Artist’s Statement
January 2006
I am a clay artist, making patchwork pottery in northeast Minneapolis for 20 years now as Nameless Wildness Clayworks.
I make ceramic vessels in a handbuilding style I call “patchwork,” which combines patches of different textures glazed in different colors. I started out using any textured object at hand. I started making bisqueware molds when my grandmother had to sell the house she had owned for 50 years. Wanting to “immortalize” her house for her, I went in and made molds of every interesting part of the
house I could find; things like the stove, the woodwork, the heat vents, the doorknobs, the chicken wire in the garden, the sewer cap in the basement.
Since then, I have used mold making as a means of collecting parts of significant buildings and cars, as well as random objects that appeal to me. The objects that provide the texture in my work include (besides house & car parts) plants, fabrics, drinking glasses, kitchen tools, candles, machinery, toys, and hand-carved rollers & stamps. Lately I’ve been using a lot of textures from the bottoms of shoes, and I’ve also been incorporating written words into some pieces, usually excerpts from my own short prose.
I live in Northeast Minneapolis with my husband Jon and daughter Senya in a house we’ve had since 1990. When Senya was born I left my University of Minnesota office job to become a clay artist, in pursuit of happiness and a schedule that I could adapt to hers. My studio is in our basement and currently I work there three days a week. I studied Ceramics at the University of Minnesota part-time for four years starting while I was employed there. My previous education consists of a BA in Creative Writing and English Literature from Bethel College, where nine years before becoming a clay artist, I took one very influential pottery class.
My clay body is a midrange white stoneware, which I fire to Cone 6. I use a combination of homemade and commercial glazes and underglazes.
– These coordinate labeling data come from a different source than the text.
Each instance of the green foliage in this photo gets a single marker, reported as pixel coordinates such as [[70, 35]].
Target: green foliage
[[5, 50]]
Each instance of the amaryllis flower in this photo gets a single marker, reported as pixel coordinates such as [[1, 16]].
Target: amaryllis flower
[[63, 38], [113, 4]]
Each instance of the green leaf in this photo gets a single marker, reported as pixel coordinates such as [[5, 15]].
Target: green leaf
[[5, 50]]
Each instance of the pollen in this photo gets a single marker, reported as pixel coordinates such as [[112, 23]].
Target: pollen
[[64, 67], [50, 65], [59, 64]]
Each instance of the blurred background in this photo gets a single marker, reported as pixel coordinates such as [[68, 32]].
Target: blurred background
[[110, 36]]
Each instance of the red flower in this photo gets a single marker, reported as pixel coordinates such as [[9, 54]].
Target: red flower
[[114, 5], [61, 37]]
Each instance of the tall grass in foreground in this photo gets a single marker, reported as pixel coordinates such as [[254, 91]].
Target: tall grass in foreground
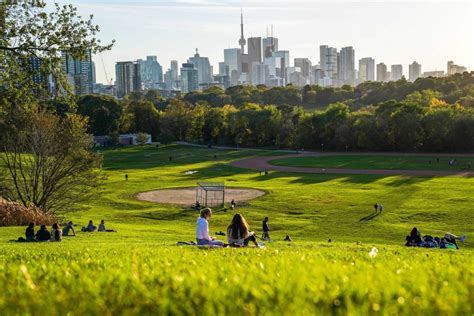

All of my work is food safe and microwaveable and may be washed in the dishwasher, although some pieces might not be appropriate for serving liquids.
I owe many thanks to Jon and my mom, without whose support this body of work could not exist, and to the people who help me in the studio, Cortney Carlson, Scott Flewelling, Elisabeth Groh, Susanne Frentress and Jennifer Saliture. They have rolled many slabs and hand painted many pots for me, and I have learned a great deal by collaborating with them.